Problem Set 2

Due Friday September 19 at 5PM

Before you start

As with Problem Set 1, this problem set asks you to prove new results about how probability measures behave. You are being evaluated on your reasoning and the fluency with which you make use of set theory, the probability axioms, and the various rules we’ve seen (complement, inclusion/exclusion, etc). Please be thorough and explain all of the steps in your logic.

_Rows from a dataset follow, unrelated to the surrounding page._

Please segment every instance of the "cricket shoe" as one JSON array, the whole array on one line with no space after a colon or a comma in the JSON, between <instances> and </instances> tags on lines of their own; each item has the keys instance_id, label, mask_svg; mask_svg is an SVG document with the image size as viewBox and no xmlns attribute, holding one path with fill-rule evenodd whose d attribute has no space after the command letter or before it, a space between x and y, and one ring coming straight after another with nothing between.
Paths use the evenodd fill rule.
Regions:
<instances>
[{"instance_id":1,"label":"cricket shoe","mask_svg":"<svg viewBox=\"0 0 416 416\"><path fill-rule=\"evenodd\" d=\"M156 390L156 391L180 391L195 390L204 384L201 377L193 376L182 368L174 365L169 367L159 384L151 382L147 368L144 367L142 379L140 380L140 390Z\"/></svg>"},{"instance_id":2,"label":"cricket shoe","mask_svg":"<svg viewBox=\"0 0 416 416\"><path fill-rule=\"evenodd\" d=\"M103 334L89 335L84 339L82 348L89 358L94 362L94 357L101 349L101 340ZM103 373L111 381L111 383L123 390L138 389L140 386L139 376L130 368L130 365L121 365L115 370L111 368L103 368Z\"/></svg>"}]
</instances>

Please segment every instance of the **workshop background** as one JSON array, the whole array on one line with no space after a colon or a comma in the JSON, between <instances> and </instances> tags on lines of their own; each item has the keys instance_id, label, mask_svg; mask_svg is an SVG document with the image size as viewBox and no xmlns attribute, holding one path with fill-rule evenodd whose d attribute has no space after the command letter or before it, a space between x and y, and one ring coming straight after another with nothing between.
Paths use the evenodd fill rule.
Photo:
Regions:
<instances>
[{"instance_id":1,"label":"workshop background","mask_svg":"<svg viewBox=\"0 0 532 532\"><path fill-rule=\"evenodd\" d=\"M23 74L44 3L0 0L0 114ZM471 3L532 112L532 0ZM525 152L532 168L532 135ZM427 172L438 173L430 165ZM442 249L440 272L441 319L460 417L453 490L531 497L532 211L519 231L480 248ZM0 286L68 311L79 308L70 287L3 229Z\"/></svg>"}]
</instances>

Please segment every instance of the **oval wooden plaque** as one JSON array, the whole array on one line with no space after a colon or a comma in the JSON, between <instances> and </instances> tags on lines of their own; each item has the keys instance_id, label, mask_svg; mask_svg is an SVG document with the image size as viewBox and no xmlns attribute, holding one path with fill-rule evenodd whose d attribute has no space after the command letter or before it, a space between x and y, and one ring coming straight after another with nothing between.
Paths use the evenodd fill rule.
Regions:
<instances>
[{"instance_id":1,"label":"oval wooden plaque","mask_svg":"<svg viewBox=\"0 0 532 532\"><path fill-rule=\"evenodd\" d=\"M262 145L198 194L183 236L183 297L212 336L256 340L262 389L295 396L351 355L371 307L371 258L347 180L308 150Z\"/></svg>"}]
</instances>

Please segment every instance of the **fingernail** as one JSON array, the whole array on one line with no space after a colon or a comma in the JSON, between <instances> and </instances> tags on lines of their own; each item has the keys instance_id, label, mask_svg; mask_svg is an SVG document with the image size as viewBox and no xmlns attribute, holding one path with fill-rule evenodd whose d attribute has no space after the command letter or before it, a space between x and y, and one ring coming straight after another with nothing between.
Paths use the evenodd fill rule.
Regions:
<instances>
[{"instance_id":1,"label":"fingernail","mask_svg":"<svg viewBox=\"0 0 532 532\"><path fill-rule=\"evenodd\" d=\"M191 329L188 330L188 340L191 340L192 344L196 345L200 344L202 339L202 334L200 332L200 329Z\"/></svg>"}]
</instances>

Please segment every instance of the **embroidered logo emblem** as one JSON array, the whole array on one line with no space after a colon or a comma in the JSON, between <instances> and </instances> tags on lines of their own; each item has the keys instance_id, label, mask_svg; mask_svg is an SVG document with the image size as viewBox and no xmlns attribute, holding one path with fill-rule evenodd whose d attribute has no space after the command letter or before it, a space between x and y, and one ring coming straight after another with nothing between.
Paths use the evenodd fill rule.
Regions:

As I mentioned here, the lecture notes on set theory and the probability rules provide a model for how the proofs should look. If you emulate the structure, level of detail, and amount of discussion featured in those examples, you should be good.

Problem 0

Recommend some music for us to listen to while we grade this.

Problem 1

Here is a list of events that may or may not happen, but I believe we will know the final outcome before the end of the semester:

  • Zohran Mamdani wins the New York City mayoral election;
  • Wicked: For Good makes more money at the box office (inflation adjusted) on its opening weekend than Wicked: Part I;
  • The Philadelphia Phillies make it to the 2025 World Series;
  • Sean Combs is sentenced to prison for more than 3 years;
  • A greater percentage of Duke undergraduates participate in this year’s Duke Marriage Pact than last year’s. About 43% participated last year;
  • The total number of points scored at the Countdown to Craziness exhibition game is greater than 50;
  • Before the end of the year, the Federal Reserve announces that Lisa Cook is no longer a member of the Board of Governors;
  • The United States federal government is shut down due to a lapse in appropriations by October 1, 2025.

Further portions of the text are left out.